Add 'from_pretrained' to Ume by karinazad · Pull Request #113 · prescient-design/lobster

karinazad · 2025-06-18T01:44:49Z

MR #113: Add 'from_pretrained' to Ume

Overview

This merge request adds a convenient from_pretrained method to the Universal Molecular Encoder (Ume) model, making it easier to load pre-trained models without manually specifying checkpoint paths.

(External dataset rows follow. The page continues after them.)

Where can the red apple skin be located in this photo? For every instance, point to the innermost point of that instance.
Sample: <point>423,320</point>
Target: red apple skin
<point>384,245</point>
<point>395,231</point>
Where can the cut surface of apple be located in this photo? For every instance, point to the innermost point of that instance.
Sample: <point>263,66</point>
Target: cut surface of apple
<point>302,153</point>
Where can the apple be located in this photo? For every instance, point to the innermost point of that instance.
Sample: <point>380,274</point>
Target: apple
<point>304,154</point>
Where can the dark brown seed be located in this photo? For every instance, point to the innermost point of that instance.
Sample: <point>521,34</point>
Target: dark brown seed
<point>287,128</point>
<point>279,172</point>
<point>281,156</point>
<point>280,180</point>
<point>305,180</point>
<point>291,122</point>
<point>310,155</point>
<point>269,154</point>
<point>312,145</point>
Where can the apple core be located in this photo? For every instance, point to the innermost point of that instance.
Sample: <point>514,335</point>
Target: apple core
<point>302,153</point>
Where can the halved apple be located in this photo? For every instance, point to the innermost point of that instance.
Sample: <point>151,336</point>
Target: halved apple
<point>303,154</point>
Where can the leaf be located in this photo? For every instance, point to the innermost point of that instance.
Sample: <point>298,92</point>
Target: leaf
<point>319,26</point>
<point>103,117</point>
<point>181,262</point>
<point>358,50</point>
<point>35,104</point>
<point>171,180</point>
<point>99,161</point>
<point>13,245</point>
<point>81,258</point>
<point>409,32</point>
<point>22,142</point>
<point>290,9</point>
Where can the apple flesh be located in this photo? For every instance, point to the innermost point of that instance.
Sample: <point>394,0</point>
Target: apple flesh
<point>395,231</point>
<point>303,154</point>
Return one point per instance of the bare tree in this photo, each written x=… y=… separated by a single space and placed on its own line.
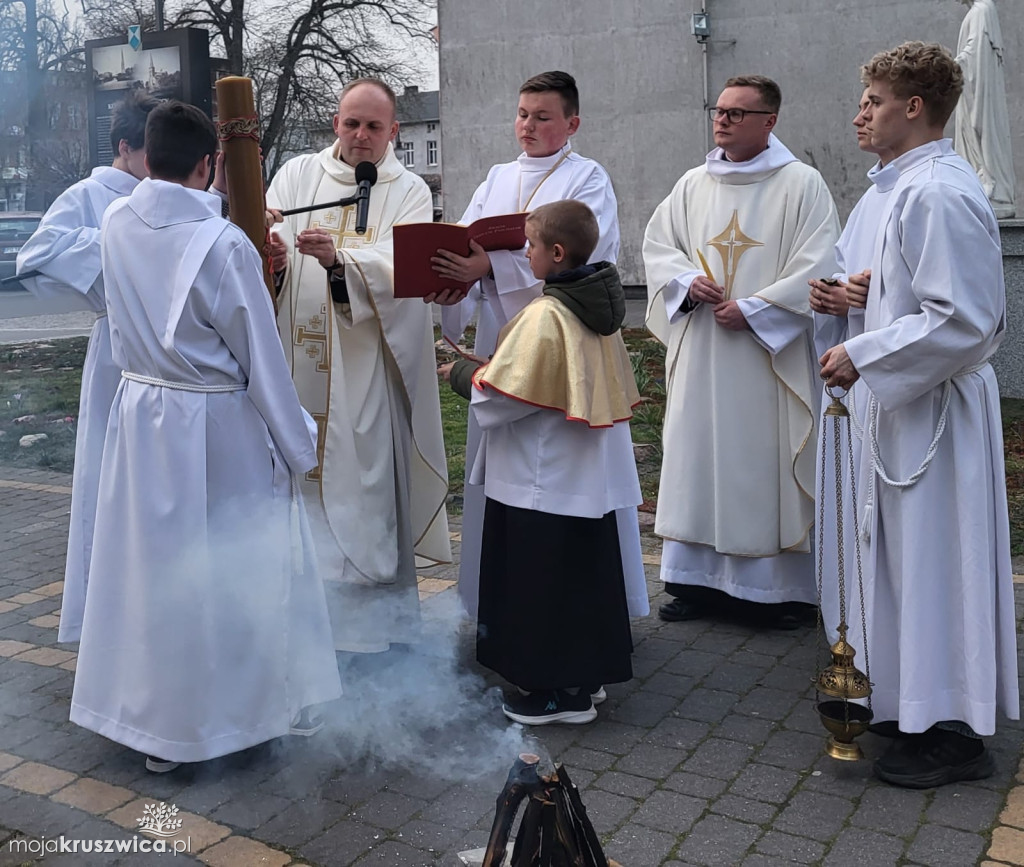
x=298 y=53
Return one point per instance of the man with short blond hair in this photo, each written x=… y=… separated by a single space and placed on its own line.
x=736 y=500
x=364 y=364
x=941 y=637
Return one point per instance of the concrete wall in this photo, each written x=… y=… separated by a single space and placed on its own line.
x=641 y=79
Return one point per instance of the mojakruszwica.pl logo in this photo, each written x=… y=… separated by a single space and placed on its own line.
x=159 y=823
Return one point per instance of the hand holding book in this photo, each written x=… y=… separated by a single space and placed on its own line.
x=443 y=260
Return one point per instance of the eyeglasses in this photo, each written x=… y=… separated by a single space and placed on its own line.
x=735 y=116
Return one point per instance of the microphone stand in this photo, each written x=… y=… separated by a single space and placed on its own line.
x=341 y=203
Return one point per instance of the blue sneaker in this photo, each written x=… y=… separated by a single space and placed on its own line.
x=546 y=706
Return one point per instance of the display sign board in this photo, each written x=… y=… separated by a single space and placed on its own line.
x=170 y=64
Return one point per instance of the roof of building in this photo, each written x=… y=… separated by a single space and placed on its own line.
x=417 y=107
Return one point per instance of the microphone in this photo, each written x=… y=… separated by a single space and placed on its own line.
x=366 y=176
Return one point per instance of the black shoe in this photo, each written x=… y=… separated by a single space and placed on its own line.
x=680 y=609
x=935 y=759
x=546 y=706
x=888 y=729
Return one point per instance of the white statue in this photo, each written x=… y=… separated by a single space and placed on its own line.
x=981 y=126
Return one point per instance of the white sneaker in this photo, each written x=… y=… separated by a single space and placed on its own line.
x=305 y=725
x=160 y=766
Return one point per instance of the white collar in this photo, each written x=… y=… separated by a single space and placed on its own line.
x=544 y=164
x=767 y=162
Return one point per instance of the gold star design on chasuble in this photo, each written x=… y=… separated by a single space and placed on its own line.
x=731 y=244
x=342 y=226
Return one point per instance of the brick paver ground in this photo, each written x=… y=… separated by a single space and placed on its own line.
x=711 y=755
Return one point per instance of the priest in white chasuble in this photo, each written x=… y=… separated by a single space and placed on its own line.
x=364 y=364
x=938 y=582
x=547 y=170
x=736 y=496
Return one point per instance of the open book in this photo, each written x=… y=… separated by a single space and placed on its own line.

This follows the familiar pattern used by other popular model libraries like Hugging Face Transformers.

Key Changes

1. New Constants File

File: src/lobster/constants/_ume_models.py
Purpose: Defines available pre-trained model checkpoints
Models Available:
- ume-mini-base-12M (12M parameters)
- ume-medium-base-480M (480M parameters)
- ume-large-base-740M (740M parameters)

2. Enhanced Ume Model

File: src/lobster/model/_ume.py
New Method: from_pretrained() class method
Features:
- Automatic model name resolution to checkpoint paths
- Device placement control (cpu/cuda)
- Flash attention configuration
- Custom cache directory support
- Automatic retry on corrupted downloads

3. Checkpoint Utilities

File: src/lobster/model/_utils_checkpoint.py
Purpose: Handles S3 downloads and checkpoint loading with error recovery
Features:
- Automatic download from S3
- Corruption detection and recovery
- Proper error handling for credential issues

4. Comprehensive Testing

Files:
- tests/lobster/model/test__ume.py - Tests for from_pretrained method
- tests/lobster/model/test__utils_checkpoint.py - Tests for checkpoint utilities
Coverage: Unit tests for all new functionality including error cases

Usage Examples

Basic Usage

from lobster.model import Ume

# Load a pre-trained model
ume = Ume.from_pretrained("ume-mini-base-12M")

# Check model properties
print(f"Supported modalities: {ume.modalities}")
print(f"Vocab size: {len(ume.get_vocab())}")
print(f"Embedding dimension: {ume.embedding_dim}")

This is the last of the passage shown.